The financial squeeze was worsened by a U.S. announcement Friday that it is asking the Palestinian Authority to return $50 million in U.S. aid.

U.S. officials yesterday said they had frozen the assets of a private relief organization linked to Hamas, called KindHearts. A review of all U.S. aid for the Palestinians is expected to be completed in the next few weeks.

“Unfortunately, the pressures have begun, and the support and the aid has started to decrease. … Therefore, we are in a real financial crisis,” Palestinian Authority President Mahmoud Abbas said in Gaza, where he will meet this week with Hamas leaders.

The Palestinian Authority, short on funds after years of corruption, will be hard-pressed to pay the salaries of nearly half its workers — including many of the security forces, without the Israeli transfers. There are fears that resulting hardship and instability could prompt a new wave of anti-Israeli violence.

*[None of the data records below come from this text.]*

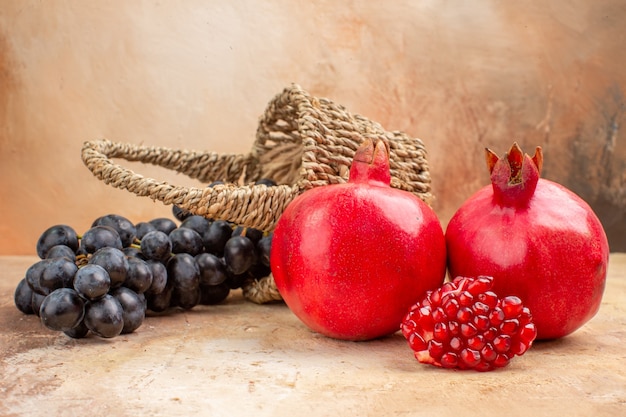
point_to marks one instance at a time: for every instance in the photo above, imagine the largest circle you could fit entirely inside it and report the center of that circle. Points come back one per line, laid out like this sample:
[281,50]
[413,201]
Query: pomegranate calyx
[514,177]
[370,163]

Nevertheless, Israel said it would urge other international donors to halt aid to the Palestinians.

Israel also announced that it will limit the movement of Hamas officials and halt cooperation with the Palestinian police. Officials haven’t decided whether to cut contacts with Mr. Abbas, said a Foreign Ministry spokesman.

Israeli television reported that Israeli officials were disappointed that Mr. Abbas didn’t take a more confrontational line toward Hamas in his speech at the inauguration of the Palestinian parliament on Saturday.

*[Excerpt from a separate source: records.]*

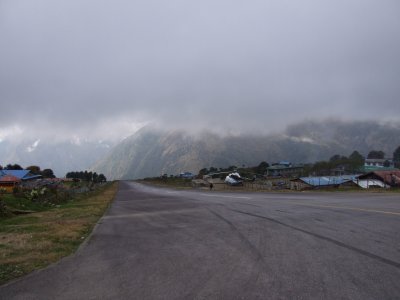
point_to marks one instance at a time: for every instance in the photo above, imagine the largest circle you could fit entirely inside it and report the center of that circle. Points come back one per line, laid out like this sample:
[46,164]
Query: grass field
[33,241]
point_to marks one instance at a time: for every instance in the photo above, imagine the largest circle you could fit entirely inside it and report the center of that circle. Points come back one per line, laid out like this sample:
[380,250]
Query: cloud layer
[103,67]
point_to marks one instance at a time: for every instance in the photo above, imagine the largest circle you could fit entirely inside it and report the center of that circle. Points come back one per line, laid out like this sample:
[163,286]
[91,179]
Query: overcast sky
[104,68]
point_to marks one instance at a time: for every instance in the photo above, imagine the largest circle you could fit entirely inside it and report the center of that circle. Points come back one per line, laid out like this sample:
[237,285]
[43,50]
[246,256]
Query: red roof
[9,178]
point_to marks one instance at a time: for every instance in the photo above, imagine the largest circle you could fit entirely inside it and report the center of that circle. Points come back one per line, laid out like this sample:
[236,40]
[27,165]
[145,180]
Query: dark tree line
[86,176]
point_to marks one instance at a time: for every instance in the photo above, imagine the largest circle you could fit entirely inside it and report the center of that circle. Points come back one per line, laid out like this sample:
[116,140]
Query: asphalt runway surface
[157,243]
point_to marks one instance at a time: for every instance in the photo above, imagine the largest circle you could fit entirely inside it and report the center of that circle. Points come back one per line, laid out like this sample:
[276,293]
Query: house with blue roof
[9,179]
[303,183]
[22,175]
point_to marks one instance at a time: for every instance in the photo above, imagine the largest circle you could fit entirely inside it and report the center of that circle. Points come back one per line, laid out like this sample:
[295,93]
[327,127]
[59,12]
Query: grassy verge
[33,241]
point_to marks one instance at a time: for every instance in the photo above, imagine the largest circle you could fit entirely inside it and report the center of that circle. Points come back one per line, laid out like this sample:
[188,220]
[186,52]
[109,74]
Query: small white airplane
[234,179]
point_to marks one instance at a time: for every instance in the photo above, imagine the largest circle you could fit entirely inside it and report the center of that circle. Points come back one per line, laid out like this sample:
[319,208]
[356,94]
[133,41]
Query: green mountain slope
[151,152]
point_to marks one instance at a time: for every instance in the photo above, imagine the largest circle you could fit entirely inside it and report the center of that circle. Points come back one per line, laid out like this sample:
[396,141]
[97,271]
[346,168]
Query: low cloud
[97,69]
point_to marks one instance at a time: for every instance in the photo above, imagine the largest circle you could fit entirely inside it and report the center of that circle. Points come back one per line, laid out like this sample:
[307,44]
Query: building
[285,169]
[11,178]
[389,178]
[8,182]
[379,163]
[304,183]
[187,175]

“Israel views the rise of Hamas as a dangerous milestone that turns the PA into a terrorist authority,” Mr. Olmert said at the weekly Cabinet meeting. “This new situation will influence the future of Israeli-PA relations and will begin a period in which ties with the PA are downgraded.”

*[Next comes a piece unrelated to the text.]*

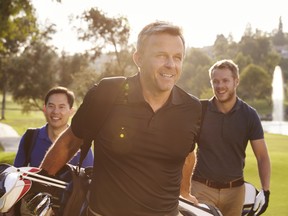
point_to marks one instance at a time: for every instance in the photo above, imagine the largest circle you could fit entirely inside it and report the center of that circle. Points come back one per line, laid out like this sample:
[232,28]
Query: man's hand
[261,202]
[191,198]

However, the Cabinet reportedly turned down a recommendation from the Israeli military for even stiffer moves to isolate the Palestinians, such as barring entry to Palestinian workers employed in Israel.

The mixed response is an attempt by Mr. Olmert to meet domestic expectations for a tough stance against Hamas, while taking care not to jeopardize international support for Israel.

“Israel won’t transfer a penny to Hamas,” said Foreign Ministry spokesman Gideon Meir. “Right now, there is no decision on the funds which will go to the humanitarian organizations. We’re differentiating between the Palestinian people and the Palestinian government.”

Under an economic agreement that followed the Oslo peace accords, Israeli customs officials agreed to collect duties on goods landed in Israel for delivery to the Palestinian territories and then transfer the proceeds to the Palestinian government.

While Hamas members have rejected the Oslo accords in the past, they now say they will cooperate with Israeli officials who provide services that benefit Palestinians.

Ismail Haniyeh, who was formally nominated yesterday as Hamas’ candidate to become prime minister, pledged that the group would not cave in to international pressure to recognize Israel and renounce violence.

Palestinian sources said early yesterday that Hamad Abu Sharif, chief of the Al Qods Brigades, was gunned down by Israeli troops in the old town of Nablus in the West Bank.

An Israeli military spokesman confirmed the death of an armed activist, saying: “Soldiers operating in the old town opened fire on armed men, killing one of them.”

This article is based in part on wire service reports.